Department of Computer Science, University of Colorado, Colorado Springs, CO 80918, USA.

Department of Biomedical Informatics, University of Colorado Anschutz Medical Campus, 13001 East 17th Place, Aurora, CO 80045, USA.

出版信息

Genes (Basel). 2024 Sep 30;15(10):1293. doi: 10.3390/genes15101293.

Abstract

BACKGROUND/OBJECTIVES: Topologically associating domains (TADs) are key structural units of the genome, playing a crucial role in gene regulation. TAD boundaries are enriched with specific biological markers and have been linked to genetic diseases, making consistent TAD detection essential. However, accurately identifying TADs remains challenging due to the lack of a definitive validation method. This study aims to develop a novel algorithm, termed coiTAD, which introduces an innovative approach for preprocessing Hi-C data to improve TAD prediction. This method employs a proposed "circle of influence" (COI) approach derived from Hi-C contact matrices.

METHODS

The coiTAD algorithm is based on the creation of novel features derived from the circle of influence in input contact matrices, which are subsequently clustered using the HDBSCAN clustering algorithm.

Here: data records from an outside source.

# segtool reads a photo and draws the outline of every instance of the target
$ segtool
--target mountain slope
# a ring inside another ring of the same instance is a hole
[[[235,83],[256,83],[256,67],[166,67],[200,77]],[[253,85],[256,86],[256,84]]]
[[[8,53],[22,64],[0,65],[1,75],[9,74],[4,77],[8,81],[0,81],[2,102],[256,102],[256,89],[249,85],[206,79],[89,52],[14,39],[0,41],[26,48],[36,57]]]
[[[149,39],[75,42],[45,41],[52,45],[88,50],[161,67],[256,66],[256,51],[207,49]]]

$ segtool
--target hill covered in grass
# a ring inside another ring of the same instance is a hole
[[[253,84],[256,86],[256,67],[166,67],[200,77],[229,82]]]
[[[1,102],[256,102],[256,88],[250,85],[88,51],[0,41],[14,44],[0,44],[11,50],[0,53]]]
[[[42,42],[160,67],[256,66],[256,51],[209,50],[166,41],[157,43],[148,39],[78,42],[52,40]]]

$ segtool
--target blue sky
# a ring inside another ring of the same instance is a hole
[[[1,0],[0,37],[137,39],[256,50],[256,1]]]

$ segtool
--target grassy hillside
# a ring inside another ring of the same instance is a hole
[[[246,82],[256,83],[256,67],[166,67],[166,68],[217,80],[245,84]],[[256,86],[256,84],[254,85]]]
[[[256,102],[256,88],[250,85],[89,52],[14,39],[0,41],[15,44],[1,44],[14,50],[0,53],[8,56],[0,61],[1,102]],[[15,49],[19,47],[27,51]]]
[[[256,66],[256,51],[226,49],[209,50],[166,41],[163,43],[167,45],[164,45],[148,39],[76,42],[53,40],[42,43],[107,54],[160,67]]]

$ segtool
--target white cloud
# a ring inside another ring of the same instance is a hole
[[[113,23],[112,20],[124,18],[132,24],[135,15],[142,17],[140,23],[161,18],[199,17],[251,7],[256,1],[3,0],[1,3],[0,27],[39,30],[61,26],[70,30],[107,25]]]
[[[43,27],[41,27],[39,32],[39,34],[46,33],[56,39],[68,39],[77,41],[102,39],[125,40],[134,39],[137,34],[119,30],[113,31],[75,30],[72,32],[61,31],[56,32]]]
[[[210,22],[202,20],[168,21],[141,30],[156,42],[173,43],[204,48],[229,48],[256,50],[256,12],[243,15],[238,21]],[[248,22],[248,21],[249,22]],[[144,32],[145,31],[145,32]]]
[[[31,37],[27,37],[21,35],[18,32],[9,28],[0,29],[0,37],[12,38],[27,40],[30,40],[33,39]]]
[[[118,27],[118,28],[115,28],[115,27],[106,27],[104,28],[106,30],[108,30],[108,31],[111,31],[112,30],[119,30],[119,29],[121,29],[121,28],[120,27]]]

The TADs are extracted from the clustered features based on intra-cluster interactions, thereby providing a more accurate method for identifying TADs.

RESULTS

Rigorous tests were conducted using both simulated and real Hi-C datasets. The algorithm's validation included analysis of boundary proteins such as H3K4me1, RNAPII, and CTCF. coiTAD consistently matched other TAD prediction methods.

CONCLUSIONS

The coiTAD algorithm represents a novel approach for detecting TADs. At its core, the circle-of-influence methodology introduces an innovative strategy for preparing Hi-C data, enabling the assessment of interaction strengths between genomic regions. This approach facilitates a nuanced analysis that effectively captures structural variations within chromatin. Ultimately, the coiTAD algorithm enhances our understanding of chromatin organization and offers a robust tool for genomic research. The source code for coiTAD is publicly available, and the URL can be found in the Data Availability Statement section.

摘要

背景/目的:拓扑关联域(TAD)是基因组的关键结构单元,在基因调控中起着至关重要的作用。TAD 边界富含特定的生物标志物,并与遗传疾病有关,因此一致地检测 TAD 至关重要。然而,由于缺乏明确的验证方法,准确识别 TAD 仍然具有挑战性。本研究旨在开发一种新算法,称为 coiTAD,该算法引入了一种创新的预处理 Hi-C 数据的方法,以提高 TAD 预测的准确性。该方法采用了一种基于 Hi-C 接触矩阵的“影响圈”(COI)方法。

方法

coiTAD 算法基于从输入接触矩阵中的影响圈中衍生的新特征的创建,这些特征随后使用 HDBSCAN 聚类算法进行聚类。基于聚类特征之间的相互作用提取 TAD,从而提供了一种更准确的 TAD 识别方法。

结果

使用模拟和真实的 Hi-C 数据集进行了严格的测试。该算法的验证包括分析边界蛋白,如 H3K4me1、RNAPII 和 CTCF。coiTAD 与其他 TAD 预测方法一致。

结论

coiTAD 算法代表了一种检测 TAD 的新方法。其核心是影响圈方法,该方法为准备 Hi-C 数据引入了一种创新策略,能够评估基因组区域之间的相互作用强度。这种方法促进了对染色质结构变化的细致分析。最终,coiTAD 算法增强了我们对染色质组织的理解,并为基因组研究提供了一个强大的工具。coiTAD 的源代码是公开可用的,URL 可以在数据可用性声明部分找到。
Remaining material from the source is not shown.